I don't think there's any way to prevent simplify from squashing identical adjacent trees. What nodes do you want to remove, and why do you want to remove them?

ismael-mendoza commented 5 years ago

Thanks @jeromekelleher,

Does this type of CA event also indicate that a hidden transition occurred in the SMC prime process? (two identical adjacent trees have exactly the same coalescent times?)

I don't think that's necessarily true. You'll have a unary node in the relevant trees, but not any extra trees (besides those produced by the recombination event). (I think, I'm not 100% confident on that one.)

Yeah sorry I should have been more specific. For any given run of 'SMC prime', I am observing that the total number of nodes (in the node table) with the NODE_IS_CA_EVENT flag is always equal to the total number of pairs of identical adjacent trees (have all the same coalescent times) for that run. So this made me think that there is some relationship between trees with a NODE_IS_CA_EVENT node and whether a hidden transition occurred.

I don't think there's any way to prevent simplify from squashing identical adjacent trees. What nodes do you want to remove, and why do you want to remove them?

I guess I am trying to remove all the NODE_IS_CA_EVENT and NODE_IS_RE_EVENT nodes without removing the latent trees / hidden transitions for the 'SMC prime' process. The reason I want to remove them is to obtain the Newick format of these trees without the extra nodes. But now that I think about it, I could use simplify to obtain the Newick format of the trees and record where the hidden transitions occur from the full arg output which would be all I need.

JereKoskela commented 5 years ago

Yeah sorry I should have been more specific. For any given run of 'SMC prime', I am observing that the total number of nodes (in the node table) with the NODE_IS_CA_EVENT flag is always equal to the total number of pairs of identical adjacent trees (have all the same coalescent times) for that run. So this made me think that there is some relationship between trees with a NODE_IS_CA_EVENT node and whether a hidden transition occurred.
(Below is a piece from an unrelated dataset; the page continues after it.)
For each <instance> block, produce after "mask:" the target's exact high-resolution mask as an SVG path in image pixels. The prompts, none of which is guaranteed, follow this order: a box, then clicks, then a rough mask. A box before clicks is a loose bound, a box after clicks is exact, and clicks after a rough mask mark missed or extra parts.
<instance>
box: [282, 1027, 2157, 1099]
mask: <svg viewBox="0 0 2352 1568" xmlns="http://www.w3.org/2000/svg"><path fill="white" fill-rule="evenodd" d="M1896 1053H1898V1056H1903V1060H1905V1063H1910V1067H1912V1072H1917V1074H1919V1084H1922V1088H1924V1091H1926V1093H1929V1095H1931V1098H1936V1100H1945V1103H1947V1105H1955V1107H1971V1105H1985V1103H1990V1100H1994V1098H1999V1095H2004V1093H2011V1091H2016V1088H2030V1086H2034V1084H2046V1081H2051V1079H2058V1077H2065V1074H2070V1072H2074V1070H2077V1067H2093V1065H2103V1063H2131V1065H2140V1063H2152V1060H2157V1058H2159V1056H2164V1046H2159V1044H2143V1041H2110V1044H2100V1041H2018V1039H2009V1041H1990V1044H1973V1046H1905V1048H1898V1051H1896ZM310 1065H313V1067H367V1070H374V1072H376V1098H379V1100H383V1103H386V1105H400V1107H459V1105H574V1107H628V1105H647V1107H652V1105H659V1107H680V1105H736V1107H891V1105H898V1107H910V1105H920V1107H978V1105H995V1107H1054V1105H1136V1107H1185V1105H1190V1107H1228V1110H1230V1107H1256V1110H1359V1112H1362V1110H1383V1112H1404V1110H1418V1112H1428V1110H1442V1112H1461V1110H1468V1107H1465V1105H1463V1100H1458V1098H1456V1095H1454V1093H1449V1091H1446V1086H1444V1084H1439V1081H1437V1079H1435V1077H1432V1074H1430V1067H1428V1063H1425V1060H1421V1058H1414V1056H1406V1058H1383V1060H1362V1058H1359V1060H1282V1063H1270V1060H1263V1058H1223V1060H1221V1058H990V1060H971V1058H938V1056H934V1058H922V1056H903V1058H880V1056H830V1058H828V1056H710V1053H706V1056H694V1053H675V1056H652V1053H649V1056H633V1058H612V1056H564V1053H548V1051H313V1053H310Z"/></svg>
I think that's right when the locus is continuous and the recombination map is given by a density, which is the default for msprime.simulate. In that setting, the only way that a NODE_IS_CA_EVENT node can arise is if a recombination is undone by a merger before either ancestor merges with anyone else. If the recombination map is discrete, then exactly the same point can recombine many times, and you can get NODE_IS_CA_EVENT nodes even when the adjacent trees are not equal.

jeromekelleher commented 5 years ago

I guess I am trying to remove all the NODE_IS_CA_EVENT and NODE_IS_RE_EVENT nodes without removing the latent trees / hidden transitions for the 'SMC prime' process. The reason I want to remove them is to obtain the Newick format of these trees without the extra nodes. But now that I think about it, I could use simplify to obtain the Newick format of the trees and record where the hidden transitions occur from the full arg output which would be all I need.

I think this is the simplest thing to do all right. OK, looks like this is resolved so going to close the issue.